Keep these critters out of your compost

Rats

Let’s face it: rats are pretty much everywhere. They are hungry, smart, and persistent. Rats eventually discovered my compost bags, identified a weak spot, and chewed their way in. In addition to eating the compost materials, *they ate my worms*. Yes.

Fortunately I realized what was happening before all of my worms were gone from my second bag, and so I was able to somewhat recover.

The good news is that on my “made from an old gym bag” version, the outer shell didn’t get chewed on, and seems rat-proof enough. What happened is that I’d left one of the side pockets opened, exposing a soft inner liner that separates the main chamber from the side pocket. I have since zippered and fastened closed that side pocket, and so I should be fine.

Along those lines, don’t leave any feed around your bags, for instance to put in later. Put it in right away, or you’re asking for trouble from rats.

Ants

So the ants occasionally get very interested in my worm bins, and no matter how securely I try to close them, they find a way in. The good news is that they’ve never stay long term—they come, do whatever they came to do, and then leave within a few days or weeks.

Nonetheless, I find it annoying. An easy fix that I learned from a bee keeping neighbor is to put each let of your stand into a container of water. The ants don’t swim (right?) and so that’ll keep them out. You’ll also need to take care that no part of your bin or stand is otherwise touching a wall. And that you don’t let the containers dry out.

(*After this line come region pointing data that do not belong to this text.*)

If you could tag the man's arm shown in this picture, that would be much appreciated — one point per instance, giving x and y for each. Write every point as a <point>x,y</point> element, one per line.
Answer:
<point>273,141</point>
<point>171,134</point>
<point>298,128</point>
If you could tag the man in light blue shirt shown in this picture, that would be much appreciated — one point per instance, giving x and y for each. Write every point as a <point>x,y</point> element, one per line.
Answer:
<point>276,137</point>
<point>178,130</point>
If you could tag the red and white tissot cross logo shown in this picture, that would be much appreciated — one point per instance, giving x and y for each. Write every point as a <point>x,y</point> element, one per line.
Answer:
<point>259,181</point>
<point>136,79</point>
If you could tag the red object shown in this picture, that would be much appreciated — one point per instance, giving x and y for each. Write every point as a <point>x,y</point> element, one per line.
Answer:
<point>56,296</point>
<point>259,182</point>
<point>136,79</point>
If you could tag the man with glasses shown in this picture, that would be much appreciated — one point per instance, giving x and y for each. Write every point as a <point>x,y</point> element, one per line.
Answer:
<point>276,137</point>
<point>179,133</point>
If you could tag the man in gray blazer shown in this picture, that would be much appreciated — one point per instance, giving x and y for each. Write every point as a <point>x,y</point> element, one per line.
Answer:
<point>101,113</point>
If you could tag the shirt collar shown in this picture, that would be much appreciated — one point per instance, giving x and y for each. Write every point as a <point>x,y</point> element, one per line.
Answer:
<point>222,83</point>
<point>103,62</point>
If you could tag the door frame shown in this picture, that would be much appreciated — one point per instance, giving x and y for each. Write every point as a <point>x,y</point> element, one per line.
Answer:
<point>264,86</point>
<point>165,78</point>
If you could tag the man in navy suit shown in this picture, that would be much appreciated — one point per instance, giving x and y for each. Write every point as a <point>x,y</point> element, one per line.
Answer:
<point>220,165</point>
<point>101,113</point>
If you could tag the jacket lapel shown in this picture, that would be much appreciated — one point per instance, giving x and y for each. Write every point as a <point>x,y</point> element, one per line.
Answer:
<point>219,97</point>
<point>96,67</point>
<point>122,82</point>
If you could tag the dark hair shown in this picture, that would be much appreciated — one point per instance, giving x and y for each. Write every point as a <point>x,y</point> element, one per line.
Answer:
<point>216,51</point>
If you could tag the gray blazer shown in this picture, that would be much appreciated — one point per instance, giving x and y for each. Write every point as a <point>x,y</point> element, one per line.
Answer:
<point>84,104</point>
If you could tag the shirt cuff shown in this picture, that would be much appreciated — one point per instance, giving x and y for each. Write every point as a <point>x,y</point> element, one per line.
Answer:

There’s something to be said for benign neglect

Worms aren’t like pets that you need to fuss over. As long as there is a sufficient level of moisture, and not too much heat, and no rats to eat them, the worms will make do. If you are consistent about having bedding in your worm then, they will eventually eat that.

So if you get your bag well set up and well situated, you can in fact forget about it for weeks and months at a time, and come back and find that things are better than when you left them. It would make a habit of this but it’s good to know.